Dynamic vp-tree indexing for n-nearest neighbor search given pair-wise distances

  • Authors:
  • Ada Wai-chee Fu;Polly Mei-shuen Chan;Yin-Ling Cheung;Yiu Sang Moon

  • Affiliations:
  • Department of Computer Science and Engineering, The Chinese University of Hong Kong, Hong Kong/ e-mail: adafu@cse.cuhk.edu.hk;Department of Computer Science and Engineering, The Chinese University of Hong Kong, Hong Kong/ e-mail: adafu@cse.cuhk.edu.hk;Department of Computer Science and Engineering, The Chinese University of Hong Kong, Hong Kong/ e-mail: adafu@cse.cuhk.edu.hk;Department of Computer Science and Engineering, The Chinese University of Hong Kong, Hong Kong/ e-mail: adafu@cse.cuhk.edu.hk

  • Venue:
  • The VLDB Journal — The International Journal on Very Large Data Bases
  • Year:
  • 2000

Quantified Score

Hi-index 0.00

Visualization

Abstract

For some multimedia applications, it has been found that domain objects cannot be represented as feature vectors in a multidimensional space. Instead, pair-wise distances between data objects are the only input. To support content-based retrieval, one approach maps each object to a k-dimensional (k-d) point and tries to preserve the distances among the points. Then, existing spatial access index methods such as the R-trees and KD-trees can support fast searching on the resulting k-d points. However, information loss is inevitable with such an approach since the distances between data objects can only be preserved to a certain extent.
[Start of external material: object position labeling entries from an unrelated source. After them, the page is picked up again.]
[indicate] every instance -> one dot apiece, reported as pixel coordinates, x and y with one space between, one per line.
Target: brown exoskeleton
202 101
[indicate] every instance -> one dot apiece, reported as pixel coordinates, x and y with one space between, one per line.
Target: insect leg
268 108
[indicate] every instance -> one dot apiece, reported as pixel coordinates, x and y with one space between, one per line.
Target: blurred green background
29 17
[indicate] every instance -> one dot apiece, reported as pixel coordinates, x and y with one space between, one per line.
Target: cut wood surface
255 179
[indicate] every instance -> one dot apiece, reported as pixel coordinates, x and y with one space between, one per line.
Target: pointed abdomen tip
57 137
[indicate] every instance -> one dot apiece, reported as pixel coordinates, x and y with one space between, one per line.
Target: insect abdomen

Here we investigate the use of a distance-based indexing method. In particular, we apply the vantage point tree (vp-tree) method. There are two important problems for the vp-tree method that warrant further investigation, the n-nearest neighbors search and the updating mechanisms. We study an n-nearest neighbors search algorithm for the vp-tree, which is shown by experiments to scale up well with the size of the dataset and the desired number of nearest neighbors, n. Experiments also show that the searching in the vp-tree is more efficient than that for the $R^*$-tree and the M-tree. Next, we propose solutions for the update problem for the vp-tree, and show by experiments that the algorithms are efficient and effective. Finally, we investigate the problem of selecting vantage-point, propose a few alternative methods, and study their impact on the number of distance computation.